The principal performers on Thursday night all deserved praise. Miss Brainerd is as good a substitute for Madame Parepa as could be desired. She has of course neither the voice nor the culture of the queen of oratorio, but she excels her in feeling, and always sings with taste and correctness. Miss Hutchings has one of those rare voices which go straight to the heart. She is capable of awakening more intense emotion than any other singer we know, and the only regret on Thursday was that her part was so short. Mr. Hill and Mr. Thomas were both unusually good. The chorus deserves emphatic commendation for intelligence, correctness, and a delicacy of expression which large bodies of singers very seldom attain. In ‘The sacrifices of God’ they were admirable, a result which must have been attributable in pretty even measure to the skill of the conductor and the capacity of the individual members. Mr. Bristow led both chorus and orchestra, and kept them both under excellent control.”

Review: New-York Times, 03 February 1868.

“The second performance of this fine musical work was given at Steinway Hall on Thursday evening, in the presence of a large and attentive audience. The favorable impression which was generally expressed on its first representation was more than confirmed on this occasion, and this too despite a reduced chorus and the absence of Mme.
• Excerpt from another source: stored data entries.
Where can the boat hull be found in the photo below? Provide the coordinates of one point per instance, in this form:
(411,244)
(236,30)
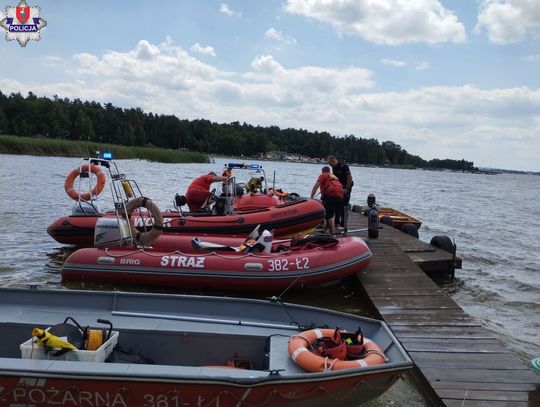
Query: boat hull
(399,218)
(187,338)
(286,219)
(173,263)
(46,390)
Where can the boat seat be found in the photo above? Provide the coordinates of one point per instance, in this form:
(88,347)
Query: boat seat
(279,358)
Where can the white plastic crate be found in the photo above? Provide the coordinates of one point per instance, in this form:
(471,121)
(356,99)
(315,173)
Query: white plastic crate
(31,350)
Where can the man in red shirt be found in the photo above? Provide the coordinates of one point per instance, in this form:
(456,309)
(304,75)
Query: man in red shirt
(199,190)
(331,194)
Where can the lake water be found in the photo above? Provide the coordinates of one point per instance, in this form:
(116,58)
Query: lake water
(494,220)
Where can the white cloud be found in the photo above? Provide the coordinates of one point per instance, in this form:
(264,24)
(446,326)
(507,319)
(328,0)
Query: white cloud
(224,9)
(481,125)
(509,21)
(421,66)
(390,22)
(274,34)
(532,58)
(418,65)
(393,62)
(199,49)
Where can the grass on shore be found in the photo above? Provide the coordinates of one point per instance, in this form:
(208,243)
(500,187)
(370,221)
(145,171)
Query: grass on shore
(66,148)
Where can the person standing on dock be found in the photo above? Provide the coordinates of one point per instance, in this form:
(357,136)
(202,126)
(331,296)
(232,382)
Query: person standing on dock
(199,190)
(343,173)
(331,194)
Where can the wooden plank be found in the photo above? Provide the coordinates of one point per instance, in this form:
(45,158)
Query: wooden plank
(491,395)
(490,403)
(476,385)
(467,361)
(452,352)
(454,345)
(487,375)
(405,302)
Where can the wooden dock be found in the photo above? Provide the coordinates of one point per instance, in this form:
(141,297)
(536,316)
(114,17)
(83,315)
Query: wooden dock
(460,362)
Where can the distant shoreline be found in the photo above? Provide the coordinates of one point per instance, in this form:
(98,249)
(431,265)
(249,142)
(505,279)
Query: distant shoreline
(483,171)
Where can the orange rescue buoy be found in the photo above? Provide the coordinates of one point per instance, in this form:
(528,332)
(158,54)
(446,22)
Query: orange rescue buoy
(85,196)
(310,361)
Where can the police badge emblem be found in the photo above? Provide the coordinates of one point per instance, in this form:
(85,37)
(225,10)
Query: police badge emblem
(23,23)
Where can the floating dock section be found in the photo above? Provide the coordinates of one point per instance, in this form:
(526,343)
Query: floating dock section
(460,363)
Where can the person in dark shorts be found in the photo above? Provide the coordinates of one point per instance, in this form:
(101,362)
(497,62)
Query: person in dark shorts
(331,194)
(342,171)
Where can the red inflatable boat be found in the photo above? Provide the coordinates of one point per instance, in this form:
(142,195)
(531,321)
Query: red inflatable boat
(286,219)
(215,264)
(231,213)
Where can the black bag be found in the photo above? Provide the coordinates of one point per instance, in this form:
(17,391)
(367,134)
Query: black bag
(119,355)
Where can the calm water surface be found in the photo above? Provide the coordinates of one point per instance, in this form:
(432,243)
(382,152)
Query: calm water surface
(493,219)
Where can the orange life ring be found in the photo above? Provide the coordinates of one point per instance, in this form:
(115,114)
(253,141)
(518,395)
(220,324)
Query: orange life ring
(85,196)
(302,356)
(146,238)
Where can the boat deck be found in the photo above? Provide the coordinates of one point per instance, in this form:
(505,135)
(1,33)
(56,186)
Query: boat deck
(461,362)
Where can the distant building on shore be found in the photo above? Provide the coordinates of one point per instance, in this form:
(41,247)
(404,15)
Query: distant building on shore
(285,156)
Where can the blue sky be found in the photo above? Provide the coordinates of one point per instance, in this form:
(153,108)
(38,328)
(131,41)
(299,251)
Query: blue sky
(442,78)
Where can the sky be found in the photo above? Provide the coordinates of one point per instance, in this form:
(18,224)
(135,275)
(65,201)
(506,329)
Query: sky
(453,79)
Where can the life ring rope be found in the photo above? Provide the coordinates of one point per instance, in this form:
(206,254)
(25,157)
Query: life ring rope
(85,196)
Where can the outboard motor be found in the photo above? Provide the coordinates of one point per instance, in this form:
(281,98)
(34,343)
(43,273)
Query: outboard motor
(373,217)
(112,232)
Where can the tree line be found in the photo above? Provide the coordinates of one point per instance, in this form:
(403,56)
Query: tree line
(62,118)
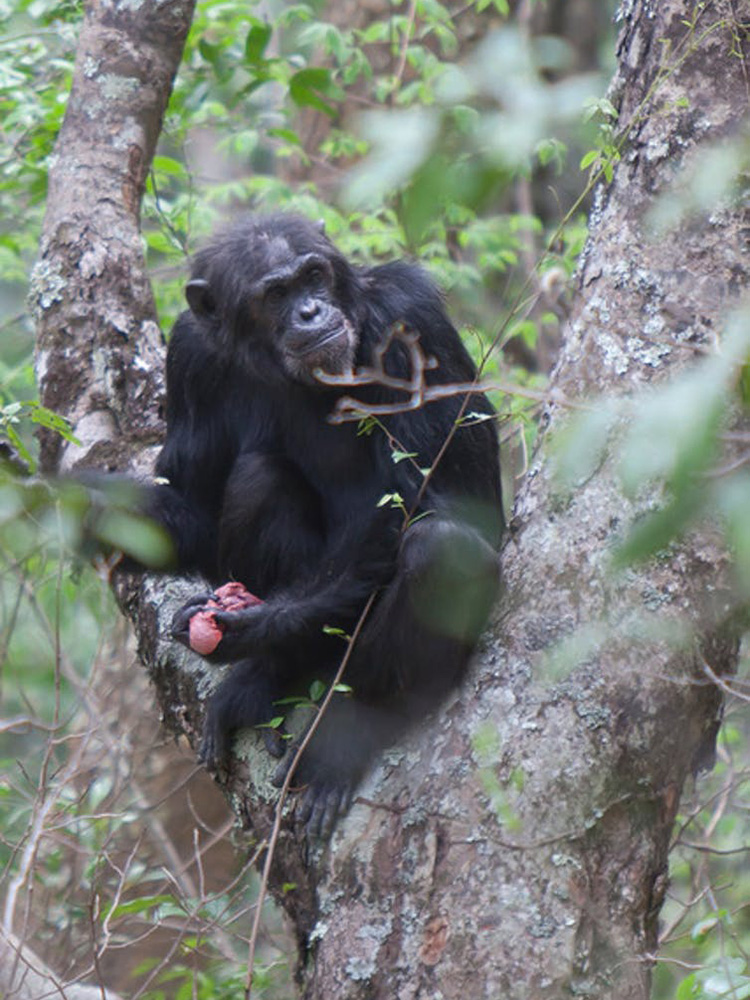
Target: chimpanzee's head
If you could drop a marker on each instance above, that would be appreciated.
(275, 293)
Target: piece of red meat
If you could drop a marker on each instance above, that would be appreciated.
(205, 631)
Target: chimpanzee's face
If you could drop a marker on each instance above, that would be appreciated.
(281, 302)
(294, 304)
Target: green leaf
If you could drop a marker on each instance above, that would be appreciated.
(317, 690)
(307, 86)
(140, 905)
(257, 39)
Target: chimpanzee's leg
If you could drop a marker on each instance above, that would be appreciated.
(413, 649)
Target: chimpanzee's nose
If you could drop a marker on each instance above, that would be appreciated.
(309, 310)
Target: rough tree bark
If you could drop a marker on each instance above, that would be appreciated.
(432, 885)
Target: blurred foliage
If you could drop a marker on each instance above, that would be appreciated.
(404, 139)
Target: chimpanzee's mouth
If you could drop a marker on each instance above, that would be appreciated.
(325, 338)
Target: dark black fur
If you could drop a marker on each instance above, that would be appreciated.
(265, 490)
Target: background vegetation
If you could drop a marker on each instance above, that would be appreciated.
(470, 137)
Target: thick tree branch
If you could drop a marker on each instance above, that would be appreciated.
(99, 350)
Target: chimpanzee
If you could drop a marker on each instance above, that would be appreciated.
(313, 516)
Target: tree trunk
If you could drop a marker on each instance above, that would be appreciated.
(517, 845)
(100, 353)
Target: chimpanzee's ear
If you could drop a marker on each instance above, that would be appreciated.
(199, 298)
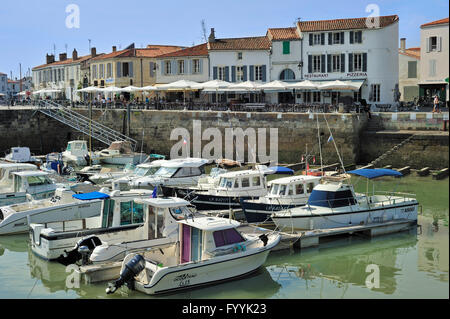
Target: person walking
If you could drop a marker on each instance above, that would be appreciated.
(436, 104)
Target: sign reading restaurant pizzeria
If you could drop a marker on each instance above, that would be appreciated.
(325, 75)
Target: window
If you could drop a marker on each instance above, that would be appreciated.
(357, 62)
(299, 189)
(433, 43)
(227, 237)
(337, 38)
(316, 38)
(316, 97)
(196, 66)
(167, 67)
(109, 70)
(432, 68)
(239, 73)
(375, 90)
(180, 66)
(412, 69)
(221, 73)
(336, 63)
(286, 47)
(258, 72)
(316, 66)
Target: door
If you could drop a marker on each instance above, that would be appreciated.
(186, 244)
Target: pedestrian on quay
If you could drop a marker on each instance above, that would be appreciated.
(436, 105)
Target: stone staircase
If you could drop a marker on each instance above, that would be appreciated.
(83, 124)
(392, 150)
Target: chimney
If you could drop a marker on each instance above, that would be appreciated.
(50, 58)
(212, 36)
(403, 44)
Parepa-Rosa. The lady, as has been stated elsewhere, was indisposed. Her place was taken by Miss Brainerd, who acquitted herself of the ungrateful task in the best possible manner. Ungrateful, we take it, because it is not easy for any one to follow immediately in the footsteps of Mme. Parepa-Rosa. The music, moreover, is extremely difficult, and taxes the resources of the most accomplished artist. Miss Brainerd rendered it with feeling and enthusiasm. We have no recollection of ever having heard her pure sympathetic voice to such decided advantage. The remainder of the caste [sic] was the same as heretofore, and the singers generally were in good condition. Mr. J. R. Thomas sang the long recitative of Daniel with superb effect. It is a treat to hear so fine a piece of declamation in the concert room. It is noticeable in the recitatives of this work, and to a less extent in the arias, that whilst there is necessarily a certain repetition in the matter of words, in order to fill out the musical measure, there is always a due sense of emphasis which falls in the right place. In other words, a proper consistency between sound and sense. This is not to be found so readily in the works of the old masters, or of their successors, Mendelssohn and Costa, all of whom were foreign to the tongue, and meandered according to the feeling of the music, not of the words. Mr. Bristow unites both with rare skill. His melodies are delicious; his concerted pieces are ingenious but clear, and his recitatives are powerful dramatic statements. The treatment of the orchestra is more free and operatic than in any other oratorio with which we are acquainted, while the choruses are striking from their harmonic treatment and the varied effect which they produce. The work, in short, is that of a master whose judgment is calm, his invention fresh, and his knowledge perfect. We trust that the oratorio will find its way to the great cities of the country. It is worthy of frequent repetition both here and elsewhere.”

Review: Dwight's Journal of Music, 15 February 1868, 189.

“Mr. Bristow’s oratorio ‘Daniel’ was a second time performed on the evening of Thursday, Jan. 30, and—judging from the comments of the daily journals—met with, as I predicted, a favorable reception. One critic lauds the work to the skies and says that there are ‘few, if any composers in Europe capable of writing anything equal to it,’ which may or may not be true. Mme. Parepa being ill, the soprano part was taken by another lady.”